Agencies Partner to Serve Hesitant Digital Pharma Marketers

Digital agency Zemoga and pharma agency Palio have officially paired up in the hopes of better serving befuddled pharmaceutical marketers.

As drug makers, ad networks, and even Google clamor for government regulators to settle on rules for digital pharma marketing, two agencies are pairing up to better serve the befuddled pharmaceutical industry. Digital agency Zemoga and pharma agency Palio have officially launched Pixels and Pills, a joint service they hope will assist drug marketers in the scary, yet increasingly critical world of digital marketing.

“What we’ve done in the past eight years is honed our chops…to the point where it’s fluid enough [that] we can really drive solutions for clients,” said Guy Mastrion, chief global creative officer for pharma agency Palio. The two companies have linked in the past on campaigns for clients including stem cell banking firm LifebankUSA and the maker of an acne medication. Mastrion worked with DJ Edgerton, CEO of Zemoga, at Saatchi and Saatchi.

The goal of the Pixels and Pills service is to provide pharma clients with one point of contact to simplify the campaign process and better assist clients in integrating digital and traditional channels. Much of what pharma brands need to do is bridge the online-offline gap, and that means not only reaching out to consumers, but to doctors. For example, the agency service might run a digital branding campaign that reinforces drug usage recommendations in addition to managing dialogue with physicians.

“Very often these [direct-to-consumer] efforts…they fail in the doctor’s office because the doctor’s not prepared properly for the discussion,” said Mastrion, adding that more and more the Internet is “powering that dialogue” between consumers and their physicians.

The companies expect to complement one another, as Zemoga’s strengths lie in digital media and technology, while Palio focuses on the labyrinthine pharma industry. Zemoga, for instance, does not have the knowledge to navigate requirements associated with reporting adverse effects of their drugs to the Food and Drug Administration – a key concern of pharma companies engaging in social media. Yet, the digital shop does have the technical expertise to facilitate digital communication without putting drug makers at risk of regulatory backlash.

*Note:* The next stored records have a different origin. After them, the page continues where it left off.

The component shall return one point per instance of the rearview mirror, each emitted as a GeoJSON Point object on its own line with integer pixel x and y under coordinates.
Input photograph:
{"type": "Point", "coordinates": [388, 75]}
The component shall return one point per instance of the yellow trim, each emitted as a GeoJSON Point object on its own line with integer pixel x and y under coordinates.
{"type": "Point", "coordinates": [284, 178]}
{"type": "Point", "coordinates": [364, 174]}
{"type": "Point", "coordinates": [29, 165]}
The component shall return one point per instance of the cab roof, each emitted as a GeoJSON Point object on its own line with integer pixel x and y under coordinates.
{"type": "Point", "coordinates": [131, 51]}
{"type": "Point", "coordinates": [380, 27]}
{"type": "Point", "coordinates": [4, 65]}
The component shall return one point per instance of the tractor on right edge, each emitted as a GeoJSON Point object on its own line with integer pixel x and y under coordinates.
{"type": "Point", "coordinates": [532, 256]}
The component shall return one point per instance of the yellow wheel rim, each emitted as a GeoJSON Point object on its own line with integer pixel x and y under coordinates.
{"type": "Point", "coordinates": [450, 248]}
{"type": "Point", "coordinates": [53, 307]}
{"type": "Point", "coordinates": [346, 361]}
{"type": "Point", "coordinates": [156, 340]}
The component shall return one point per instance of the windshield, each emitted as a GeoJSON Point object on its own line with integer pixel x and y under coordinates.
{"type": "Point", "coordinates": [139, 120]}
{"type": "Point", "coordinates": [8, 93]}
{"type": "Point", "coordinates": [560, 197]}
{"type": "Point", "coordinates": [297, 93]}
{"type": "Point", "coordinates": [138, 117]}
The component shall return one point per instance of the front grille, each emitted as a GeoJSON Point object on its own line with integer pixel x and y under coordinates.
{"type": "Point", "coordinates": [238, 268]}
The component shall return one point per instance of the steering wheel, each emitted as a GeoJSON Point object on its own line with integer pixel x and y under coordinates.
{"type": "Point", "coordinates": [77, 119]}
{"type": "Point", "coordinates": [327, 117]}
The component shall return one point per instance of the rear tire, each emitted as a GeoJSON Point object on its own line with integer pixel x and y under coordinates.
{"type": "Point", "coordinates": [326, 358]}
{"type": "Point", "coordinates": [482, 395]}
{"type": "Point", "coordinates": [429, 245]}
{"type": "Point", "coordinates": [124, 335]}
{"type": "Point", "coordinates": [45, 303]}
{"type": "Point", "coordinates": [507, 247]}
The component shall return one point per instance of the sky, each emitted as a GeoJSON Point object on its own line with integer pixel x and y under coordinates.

“Getting digital initiatives through regulatory approval takes a very refined skill set,” said Edgerton.

Indeed, the pharmaceutical industry and the companies that assist them in marketing efforts eagerly await long overdue guidance from the FDA on how to communicate in digital and social media environments with consumers while following rules about reporting adverse effects. The FDA held a two-day hearing dedicated to such issues last year and is currently accepting comments regarding pharma and medical product marketing online. That comment period ends February 28.

Pharma marketers are also intimidated by social media due to lack of control over brand messages, and the threat of class-action lawsuits brought as a result of consumers using social tools to report adverse drug effects.

Google, like many others, sees dollar signs in the mostly-untapped digital pharma market. The company is running around “six or seven” AdWords campaigns for pharma brands including psoriasis drug Enbrel, which uses one of its pharma-specific ad units. Google intends to mention YouTube and display advertising in its own comments to the FDA, according to Amy Cowan, head of industry, health, for Google. Cowan was interviewed at a recent pharma industry event for the Pixels and Pills blog.

People are having conversations on Twitter, Facebook, blogs, Web forums, and elsewhere online about their brands every day. Pixels and Pills recognized the need to condition pharma marketers to the idea of interacting in these spheres, despite the regulatory hurdles and regulatory obscurity. One way it hopes to do that is through a Twitter tool the agency partners developed. The Health Tweeder – a research tool for the two agencies as much as for the pharma industry – aggregates recent Twitter posts about disease states and related topics including sleep disorders, cancer, HIV, and gastroenterology. The platform visualizes each topic as its own pastel-colored petri dish, teeming with conversational data awaiting further examination.

It exemplifies the collaborative nature of the agency partnership, as the technology was built by Zemoga while the semantic filtering was organized by Palio. “In the backend of the database there’s a lot of scrubbing of the data,” said Edgerton. “We qualify a lot of these tweets…it’s not just a straight up [TweetDeck].”